If you were to ask any random individual who the greatest writer of all time was, chances are they’ll mention William Shakespeare. Though deceased for exactly 400 years, Shakespeare continues to hold center stage as the most venerable author in the world. But why? And if his works were written over four centuries ago, why should we read them today? The answers to those questions will be provided in a witty and entertaining fashion at a presentation of the Zany Majestic Bard on October 4th at Washington County Community College. The presentation, to be conducted by David Greenham, is an educational theatrical experience open to public at no cost.
“Whether you are part of a workaday world, in retirement, or the most untutored schoolboy, you will find out that Shakespeare is indeed priceless and accessible for all,” reads a quote from the event’s website at the Maine Humanities Council. The impact of Shakespeare can’t be understated: in that single sentence, six of the words used—workaday, retirement, untutored, schoolboy, priceless and accessible—were all invented by Shakespeare, along with 1,700 other commonly used words!

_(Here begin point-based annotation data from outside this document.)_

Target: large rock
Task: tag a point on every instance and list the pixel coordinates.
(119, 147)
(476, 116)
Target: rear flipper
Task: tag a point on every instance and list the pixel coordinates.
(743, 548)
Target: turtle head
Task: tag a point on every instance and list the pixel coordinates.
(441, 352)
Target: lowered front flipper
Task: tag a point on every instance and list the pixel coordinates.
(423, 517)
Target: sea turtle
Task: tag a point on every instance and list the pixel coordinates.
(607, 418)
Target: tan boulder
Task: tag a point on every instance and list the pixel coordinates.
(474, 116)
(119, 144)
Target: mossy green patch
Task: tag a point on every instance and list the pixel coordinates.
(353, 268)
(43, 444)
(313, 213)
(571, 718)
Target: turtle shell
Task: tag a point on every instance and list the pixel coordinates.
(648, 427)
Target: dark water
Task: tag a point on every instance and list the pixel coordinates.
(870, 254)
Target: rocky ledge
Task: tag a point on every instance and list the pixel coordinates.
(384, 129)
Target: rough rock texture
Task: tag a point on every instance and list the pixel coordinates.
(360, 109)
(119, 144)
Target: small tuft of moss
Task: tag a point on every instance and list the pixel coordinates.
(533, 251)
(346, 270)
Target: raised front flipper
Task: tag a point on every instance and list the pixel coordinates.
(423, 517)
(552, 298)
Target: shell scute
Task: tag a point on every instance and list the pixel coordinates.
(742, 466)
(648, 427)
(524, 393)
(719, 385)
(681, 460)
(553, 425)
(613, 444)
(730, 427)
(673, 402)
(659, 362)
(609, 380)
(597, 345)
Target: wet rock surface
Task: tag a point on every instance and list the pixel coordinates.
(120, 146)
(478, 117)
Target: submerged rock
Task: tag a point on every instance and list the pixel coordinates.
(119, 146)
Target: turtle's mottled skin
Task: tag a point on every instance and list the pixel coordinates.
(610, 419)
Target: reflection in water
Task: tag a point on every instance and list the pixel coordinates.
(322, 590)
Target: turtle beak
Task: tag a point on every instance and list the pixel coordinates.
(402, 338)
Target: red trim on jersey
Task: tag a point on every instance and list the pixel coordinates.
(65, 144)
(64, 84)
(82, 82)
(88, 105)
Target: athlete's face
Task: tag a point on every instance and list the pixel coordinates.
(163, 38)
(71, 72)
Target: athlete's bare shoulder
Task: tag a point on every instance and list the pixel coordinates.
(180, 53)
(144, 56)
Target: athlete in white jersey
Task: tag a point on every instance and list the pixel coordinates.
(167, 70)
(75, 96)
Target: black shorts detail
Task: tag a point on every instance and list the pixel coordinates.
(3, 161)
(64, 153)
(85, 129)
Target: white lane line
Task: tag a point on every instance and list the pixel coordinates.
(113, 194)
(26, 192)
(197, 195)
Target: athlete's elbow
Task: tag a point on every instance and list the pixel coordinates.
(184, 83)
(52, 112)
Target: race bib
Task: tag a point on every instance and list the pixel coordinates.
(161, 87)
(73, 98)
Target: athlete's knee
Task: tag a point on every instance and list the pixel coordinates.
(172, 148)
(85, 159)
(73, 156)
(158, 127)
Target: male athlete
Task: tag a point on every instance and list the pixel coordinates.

While part of the goal of the program is to illuminate Shakespeare’s contributions to our language, it is also intended to broaden his appeal by demonstrating exactly how witty and playful his writings often were. With a distinguished theatrical background, including 14 years as the artistic director at the Theater at Monmouth (the Shakespearean Theater of Maine), Greenham is perfectly suited to the task.
The Zany, Majestic Bard was developed earlier this year by the Maine Humanities Council in honor of the 400th anniversary of Shakespeare’s death. Greenham pledged to perform the presentation at interested libraries around the state, prompting WCCC Library Director Elizabeth Phillips—herself an avid Shakespeare fan—to contact him.
“He knew how to write to his audience,” Phillips said. “People can get meaning that applies to their own lives from his plays.” She explained that his plays include timeless themes that people struggle with, such as prejudice, and added that they provide a window into history. “It creates an interest in that era.”
The presentation will be held in the auditorium in St. Croix Hall at WCCC on Tuesday, October 4th at 6:00 pm. There is no charge for the event and no registration is required. Greenham will be conducting a workshop at Calais High School the following day for students participating in Alice Wilkinson’s English class.